In the crowded roads of Jammu and Kashmir, traffic congestion is no longer an inconvenience — it is a daily test of patience. From schoolchildren and office-goers to patients rushing to hospitals, everyone is trapped in the same suffocating gridlock. Everyone, that is, except the VIP convoys. As chaos builds at major junctions of Jammu, a familiar sound pierces through the noise — the shrill, commanding wail of a siren. Vehicles scatter. Motorists brake abruptly. Pedestrians retreat in alarm. A convoy sweeps through, often flouting the very traffic rules meant to regulate the rest of society. Wrong-side driving, abrupt lane cutting, and aggressive escort vehicles have become disturbingly routine. For those few seconds, the road ceases to be public space; it becomes a corridor of power.
This growing “siren culture” is not merely about convenience.

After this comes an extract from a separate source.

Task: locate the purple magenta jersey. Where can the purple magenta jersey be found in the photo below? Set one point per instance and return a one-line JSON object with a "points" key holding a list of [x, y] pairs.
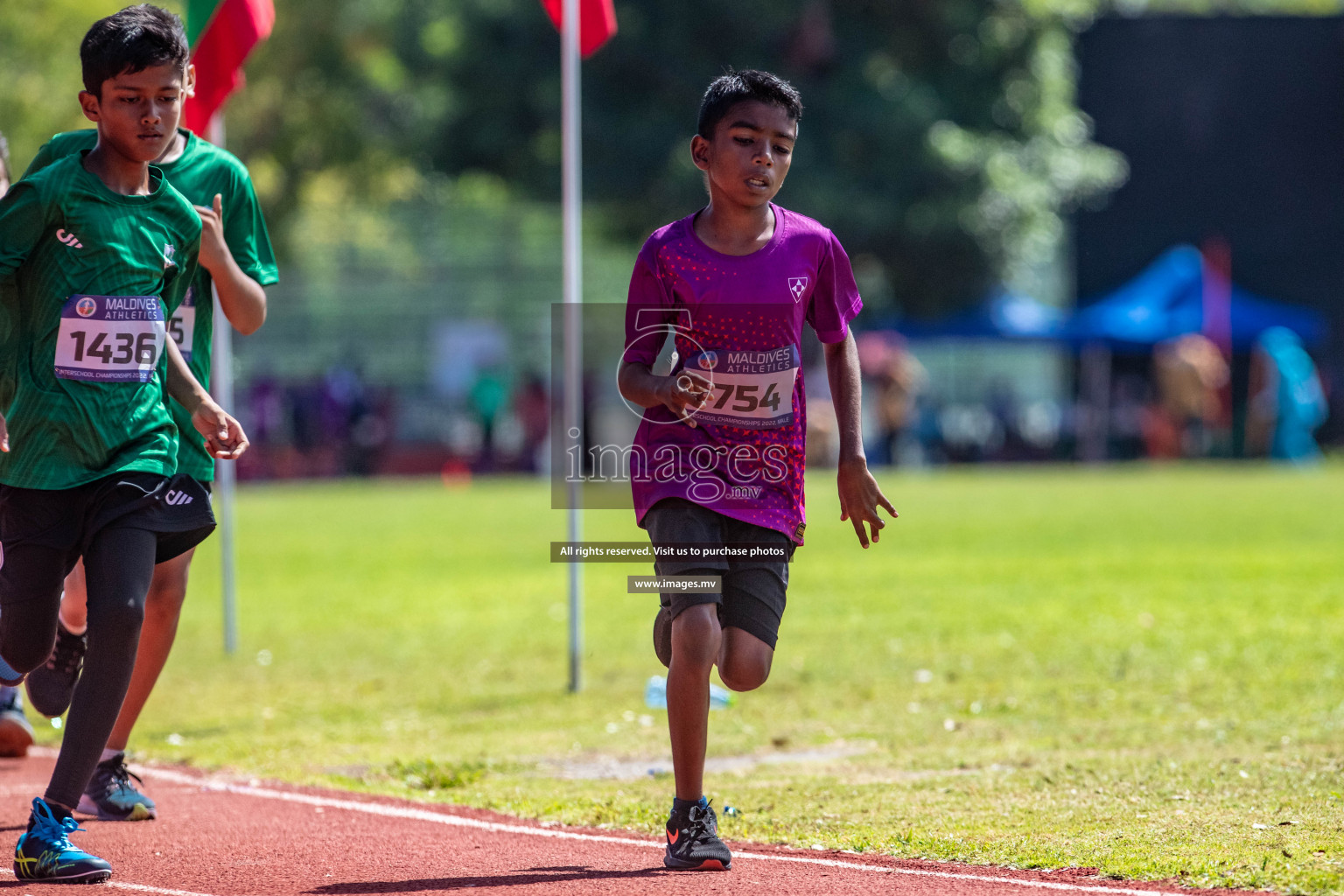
{"points": [[737, 321]]}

It reflects a deeper malaise — the normalization of entitlement in a democratic setup. Instead of focusing on long-term solutions to decongest roads, regulate urban expansion, and modernize traffic management, the administrative instinct appears tilted toward carving out privileged mobility for the powerful. The problem of snarls remains unaddressed, but the siren ensures that some never have to experience it. More troubling is the widening embrace of this culture beyond high constitutional functionaries. Officers at relatively modest ranks have begun adopting sirens and beacon lights as markers of authority. Police vehicles, too, frequently deploy sirens in non-emergency situations, dulling the seriousness of what should signal urgency. When every second vehicle claims exceptionalism, the value of genuine emergency response erodes.
The optics are damaging. Democracy rests on the idea of equality before law and equal claim to public resources — including roads. When public servants demand right of way as a matter of status, the symbolism is unmistakable: hierarchy over harmony. It evokes not a modern republic, but echoes of colonial privilege where rulers moved, and subjects made way. Ironically, many developed nations function without this exaggerated display of authority. Leaders travel with security, yes — but rarely with theatrical assertion. Efficiency is ensured through planning, not intimidation.
The larger tragedy is the silence on citizens’ suffering. If traffic congestion is severe enough to justify sirens for officials, why is it not severe enough to warrant urgent structural reform? Why must ordinary commuters accept delay as destiny while convoys claim exception as entitlement? The roads of Jammu and Kashmir do not need more sirens. They need better planning, disciplined enforcement, and humility in public office. Authority is best asserted not through noise and flashing lights, but through fairness and example. Until that shift occurs, the blaring siren will remain less a signal of urgency and more a reminder of a democracy still struggling to outgrow its colonial reflexes.